TTHealthWatch is a weekly podcast from Texas Tech. In it, Elizabeth Tracey, director of electronic media for Johns Hopkins Medicine in Baltimore, and Rick Lange, MD, president of the Texas Tech University Health Sciences Center in El Paso, look at the top medical stories of the week.
This week's topics include utility of polygenic risk score and coronary calcium scans in predicting heart disease risk, positron emission tomography (PET) scanning in assessing cognitive impairment, promoting "goals of care" discussions, and integrating data for colon cancer survival prediction.
Program notes:
0:40 Integrated atlas for colon cancer and survival
1:40 Specific immune responses
2:40 Data to integrate in clinical care
3:41 Goals of care discussions
4:41 Wide range of ethnicities included
5:42 Just clinician facing not as effective
6:43 Figure out from the patient's standpoint
7:01 Coronary artery calcium and polygenic score
8:01 Traditional risk factors plus
9:01 Either lower or higher number
9:35 Clinical utility of PET scan in patients with cognitive symptoms
10:35 7.5% saw changes in diagnosis
Transcript:
Elizabeth: How helpful is PET scanning in diagnosing Alzheimer's disease?

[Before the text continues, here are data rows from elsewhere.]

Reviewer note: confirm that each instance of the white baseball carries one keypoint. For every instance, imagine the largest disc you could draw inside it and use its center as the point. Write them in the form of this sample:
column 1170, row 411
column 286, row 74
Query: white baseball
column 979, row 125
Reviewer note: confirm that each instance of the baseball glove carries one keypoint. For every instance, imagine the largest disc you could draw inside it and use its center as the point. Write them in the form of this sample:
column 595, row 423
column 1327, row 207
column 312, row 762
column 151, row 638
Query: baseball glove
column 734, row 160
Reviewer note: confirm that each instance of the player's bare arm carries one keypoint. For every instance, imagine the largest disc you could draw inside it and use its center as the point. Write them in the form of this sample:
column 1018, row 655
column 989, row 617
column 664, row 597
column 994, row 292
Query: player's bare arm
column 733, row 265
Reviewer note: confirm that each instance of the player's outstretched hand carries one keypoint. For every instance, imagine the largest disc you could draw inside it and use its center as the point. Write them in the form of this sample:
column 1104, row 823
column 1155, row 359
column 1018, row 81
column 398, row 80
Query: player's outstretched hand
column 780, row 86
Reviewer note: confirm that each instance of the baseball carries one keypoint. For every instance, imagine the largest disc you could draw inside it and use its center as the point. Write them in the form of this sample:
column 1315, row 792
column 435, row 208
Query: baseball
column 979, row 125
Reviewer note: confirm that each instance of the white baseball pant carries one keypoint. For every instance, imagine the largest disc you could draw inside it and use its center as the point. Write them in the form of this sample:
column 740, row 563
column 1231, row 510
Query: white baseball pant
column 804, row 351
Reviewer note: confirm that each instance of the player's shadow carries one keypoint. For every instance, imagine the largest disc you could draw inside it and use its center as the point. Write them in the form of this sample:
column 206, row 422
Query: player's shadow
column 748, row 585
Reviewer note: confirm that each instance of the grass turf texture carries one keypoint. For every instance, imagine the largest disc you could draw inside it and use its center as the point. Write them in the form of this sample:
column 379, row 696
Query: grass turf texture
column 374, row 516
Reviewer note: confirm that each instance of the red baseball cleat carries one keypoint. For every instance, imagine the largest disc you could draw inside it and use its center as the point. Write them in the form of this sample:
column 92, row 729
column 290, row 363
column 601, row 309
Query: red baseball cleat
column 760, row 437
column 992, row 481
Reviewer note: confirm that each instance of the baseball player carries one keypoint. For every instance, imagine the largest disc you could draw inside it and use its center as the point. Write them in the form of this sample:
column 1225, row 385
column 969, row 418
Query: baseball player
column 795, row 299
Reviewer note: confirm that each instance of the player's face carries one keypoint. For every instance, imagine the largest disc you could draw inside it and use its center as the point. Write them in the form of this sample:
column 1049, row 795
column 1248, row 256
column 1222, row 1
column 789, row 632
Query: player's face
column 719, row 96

Rick: Predicting the risk of coronary heart disease with either coronary calcium or gene risk.
Elizabeth: How can we promote communication about goals of care for hospitalized patients with serious illness?

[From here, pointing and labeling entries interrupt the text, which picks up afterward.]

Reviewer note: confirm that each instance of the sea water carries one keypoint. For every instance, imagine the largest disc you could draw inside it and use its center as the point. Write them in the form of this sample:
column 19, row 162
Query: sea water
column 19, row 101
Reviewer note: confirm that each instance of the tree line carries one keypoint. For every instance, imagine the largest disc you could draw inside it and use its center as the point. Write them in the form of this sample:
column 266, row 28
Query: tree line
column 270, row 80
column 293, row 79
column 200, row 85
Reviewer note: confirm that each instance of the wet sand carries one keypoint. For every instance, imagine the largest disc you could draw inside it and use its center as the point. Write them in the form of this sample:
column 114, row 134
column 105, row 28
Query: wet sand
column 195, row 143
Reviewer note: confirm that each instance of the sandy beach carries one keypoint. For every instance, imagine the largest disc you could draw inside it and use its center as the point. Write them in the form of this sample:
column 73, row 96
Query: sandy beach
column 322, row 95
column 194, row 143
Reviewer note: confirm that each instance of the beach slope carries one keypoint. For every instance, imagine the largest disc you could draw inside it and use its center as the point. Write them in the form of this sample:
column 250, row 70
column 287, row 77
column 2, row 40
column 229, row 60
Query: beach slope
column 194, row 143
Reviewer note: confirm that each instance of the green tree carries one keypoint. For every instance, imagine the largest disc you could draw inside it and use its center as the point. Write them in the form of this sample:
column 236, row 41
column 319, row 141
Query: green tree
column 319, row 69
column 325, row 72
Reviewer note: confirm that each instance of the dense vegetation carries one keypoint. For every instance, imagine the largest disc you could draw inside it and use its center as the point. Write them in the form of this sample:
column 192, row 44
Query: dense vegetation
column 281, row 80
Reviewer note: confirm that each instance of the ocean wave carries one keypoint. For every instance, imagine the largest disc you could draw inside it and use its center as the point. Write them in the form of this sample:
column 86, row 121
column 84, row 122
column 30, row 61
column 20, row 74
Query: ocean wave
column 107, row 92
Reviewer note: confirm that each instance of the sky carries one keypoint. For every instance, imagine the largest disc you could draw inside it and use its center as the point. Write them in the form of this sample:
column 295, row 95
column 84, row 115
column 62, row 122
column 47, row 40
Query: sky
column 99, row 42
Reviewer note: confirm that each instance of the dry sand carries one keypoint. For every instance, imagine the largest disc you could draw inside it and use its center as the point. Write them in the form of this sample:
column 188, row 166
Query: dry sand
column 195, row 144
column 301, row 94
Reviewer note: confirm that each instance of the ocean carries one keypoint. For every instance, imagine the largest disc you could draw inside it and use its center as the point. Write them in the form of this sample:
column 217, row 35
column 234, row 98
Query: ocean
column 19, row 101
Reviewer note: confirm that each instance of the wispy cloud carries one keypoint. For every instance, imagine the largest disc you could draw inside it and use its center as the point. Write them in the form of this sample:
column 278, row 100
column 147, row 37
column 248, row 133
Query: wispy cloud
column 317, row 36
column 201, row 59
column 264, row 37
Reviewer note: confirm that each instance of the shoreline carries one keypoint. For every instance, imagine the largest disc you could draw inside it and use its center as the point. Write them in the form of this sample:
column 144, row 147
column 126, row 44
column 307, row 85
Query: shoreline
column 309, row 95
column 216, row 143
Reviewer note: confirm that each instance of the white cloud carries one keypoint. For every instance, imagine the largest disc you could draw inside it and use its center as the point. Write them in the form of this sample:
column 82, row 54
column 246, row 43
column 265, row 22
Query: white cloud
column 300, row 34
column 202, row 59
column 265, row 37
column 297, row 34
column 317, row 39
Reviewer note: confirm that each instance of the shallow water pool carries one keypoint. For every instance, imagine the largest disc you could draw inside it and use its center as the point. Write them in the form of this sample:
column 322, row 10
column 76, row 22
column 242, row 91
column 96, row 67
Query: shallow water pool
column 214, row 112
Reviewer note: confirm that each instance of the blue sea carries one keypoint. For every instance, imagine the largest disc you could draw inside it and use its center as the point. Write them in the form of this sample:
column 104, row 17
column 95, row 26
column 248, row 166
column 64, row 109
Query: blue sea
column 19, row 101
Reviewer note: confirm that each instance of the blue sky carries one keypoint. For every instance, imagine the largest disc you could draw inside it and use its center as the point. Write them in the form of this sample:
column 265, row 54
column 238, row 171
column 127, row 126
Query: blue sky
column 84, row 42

Rick: And integrating data to predict survival with colon cancer.
Elizabeth: That's what we're talking about this week on TTHealthWatch, your weekly look at the medical headlines from Texas Tech University Health Sciences Center in El Paso. I'm Elizabeth Tracey, a Baltimore-based medical journalist.

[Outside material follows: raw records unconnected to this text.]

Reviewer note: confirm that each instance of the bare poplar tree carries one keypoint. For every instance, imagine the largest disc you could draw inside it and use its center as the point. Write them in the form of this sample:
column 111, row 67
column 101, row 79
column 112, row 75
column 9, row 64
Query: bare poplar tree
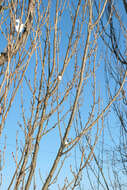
column 51, row 58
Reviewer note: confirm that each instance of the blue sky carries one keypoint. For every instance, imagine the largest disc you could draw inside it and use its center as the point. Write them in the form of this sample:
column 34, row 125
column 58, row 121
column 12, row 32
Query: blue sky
column 51, row 142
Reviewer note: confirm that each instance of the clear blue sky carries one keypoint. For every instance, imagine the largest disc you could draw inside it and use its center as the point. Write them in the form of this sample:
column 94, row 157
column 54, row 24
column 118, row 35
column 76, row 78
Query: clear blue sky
column 50, row 143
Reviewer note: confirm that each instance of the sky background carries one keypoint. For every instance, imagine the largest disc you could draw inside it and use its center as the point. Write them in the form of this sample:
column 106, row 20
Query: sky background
column 50, row 143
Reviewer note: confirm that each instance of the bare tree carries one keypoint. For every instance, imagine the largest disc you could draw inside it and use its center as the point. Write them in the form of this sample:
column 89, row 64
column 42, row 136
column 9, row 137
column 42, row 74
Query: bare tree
column 53, row 63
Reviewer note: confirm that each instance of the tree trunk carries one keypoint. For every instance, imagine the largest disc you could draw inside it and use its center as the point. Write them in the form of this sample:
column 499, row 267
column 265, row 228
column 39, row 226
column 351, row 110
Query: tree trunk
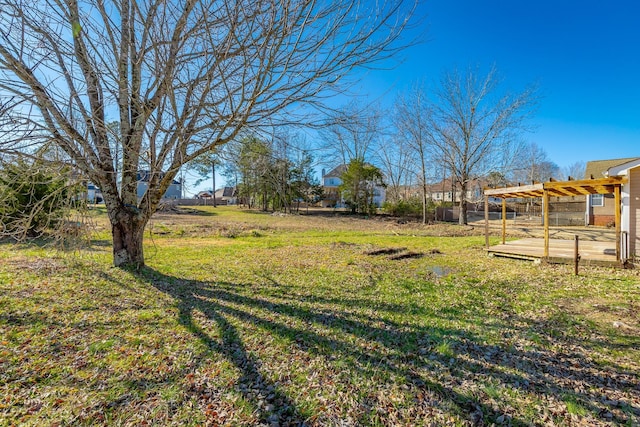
column 128, row 232
column 462, row 216
column 424, row 202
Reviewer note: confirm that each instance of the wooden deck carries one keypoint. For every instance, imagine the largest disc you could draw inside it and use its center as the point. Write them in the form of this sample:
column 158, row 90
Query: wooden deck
column 560, row 251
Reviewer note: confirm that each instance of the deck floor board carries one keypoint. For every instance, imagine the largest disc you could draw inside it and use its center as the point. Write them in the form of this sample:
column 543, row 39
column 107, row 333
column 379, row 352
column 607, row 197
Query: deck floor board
column 561, row 251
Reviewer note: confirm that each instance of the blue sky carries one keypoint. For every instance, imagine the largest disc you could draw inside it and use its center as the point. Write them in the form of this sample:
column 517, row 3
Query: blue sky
column 584, row 56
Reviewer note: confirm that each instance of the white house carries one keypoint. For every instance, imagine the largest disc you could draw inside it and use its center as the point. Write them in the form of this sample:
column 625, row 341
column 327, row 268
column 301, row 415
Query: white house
column 173, row 192
column 629, row 206
column 332, row 197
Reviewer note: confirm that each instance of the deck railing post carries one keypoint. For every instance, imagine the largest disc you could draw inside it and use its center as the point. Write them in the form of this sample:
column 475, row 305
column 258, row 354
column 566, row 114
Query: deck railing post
column 576, row 255
column 545, row 219
column 486, row 220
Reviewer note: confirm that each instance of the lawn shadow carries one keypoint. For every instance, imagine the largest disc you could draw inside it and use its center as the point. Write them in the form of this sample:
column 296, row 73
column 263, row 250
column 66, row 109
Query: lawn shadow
column 453, row 356
column 268, row 400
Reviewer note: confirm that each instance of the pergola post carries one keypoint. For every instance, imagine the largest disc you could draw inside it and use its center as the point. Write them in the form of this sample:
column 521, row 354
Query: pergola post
column 545, row 219
column 504, row 220
column 616, row 192
column 486, row 220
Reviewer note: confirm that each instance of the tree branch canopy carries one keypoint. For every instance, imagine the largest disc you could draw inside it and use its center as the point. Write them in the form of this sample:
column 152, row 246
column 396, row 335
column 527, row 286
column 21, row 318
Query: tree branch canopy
column 179, row 77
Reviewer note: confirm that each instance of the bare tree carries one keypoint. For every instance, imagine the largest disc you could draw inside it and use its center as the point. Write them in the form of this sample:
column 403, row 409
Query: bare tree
column 179, row 77
column 351, row 133
column 474, row 127
column 397, row 163
column 535, row 165
column 575, row 170
column 414, row 116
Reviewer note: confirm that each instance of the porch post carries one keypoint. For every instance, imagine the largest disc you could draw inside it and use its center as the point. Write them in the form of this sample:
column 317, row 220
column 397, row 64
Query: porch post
column 616, row 192
column 545, row 219
column 486, row 220
column 504, row 220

Rick: And I'm Rick Lange, president of Texas Tech University Health Sciences Center in El Paso, where I'm also dean of the Paul L. Foster School of Medicine.
Elizabeth: Rick, I'm going to ask you to start with this notion of this integrated tumor, immune and microbiome atlas of colon cancer. That's in Nature Medicine.
Rick: Elizabeth, we've talked before about what we call "omics." Things like metabolomics and genomics -- different data sets that we can obtain from looking at either tissue or fluid specimens to predict a number of things.
This particular article deals with using omics to actually predict outcome of survival with colon cancer, a comprehensive genomic analysis on fresh-frozen samples from 348 patients affected primarily by colon cancer, and then they match that to healthy colon tissue. They looked at whole-genome sequencing, microbiome, and they looked at the immune system, to say, "If we use a combination of all three of those things, how well do they do compared to what are called conventional prognostic molecular biomarkers?"
What they determined was that if they used all of these things they could identify gene sequences; they could identify specific immune responses -- that is, a type 1 helper T cell -- they could use gene expression and furthermore a particular microbiome signature, Ruminococcus bromii. All of these were associated with a favorable outcome. In fact, when they combined all of those things together they identified a group of individuals that had excellent survival probability -- much better than conventional prognostic molecular biomarkers.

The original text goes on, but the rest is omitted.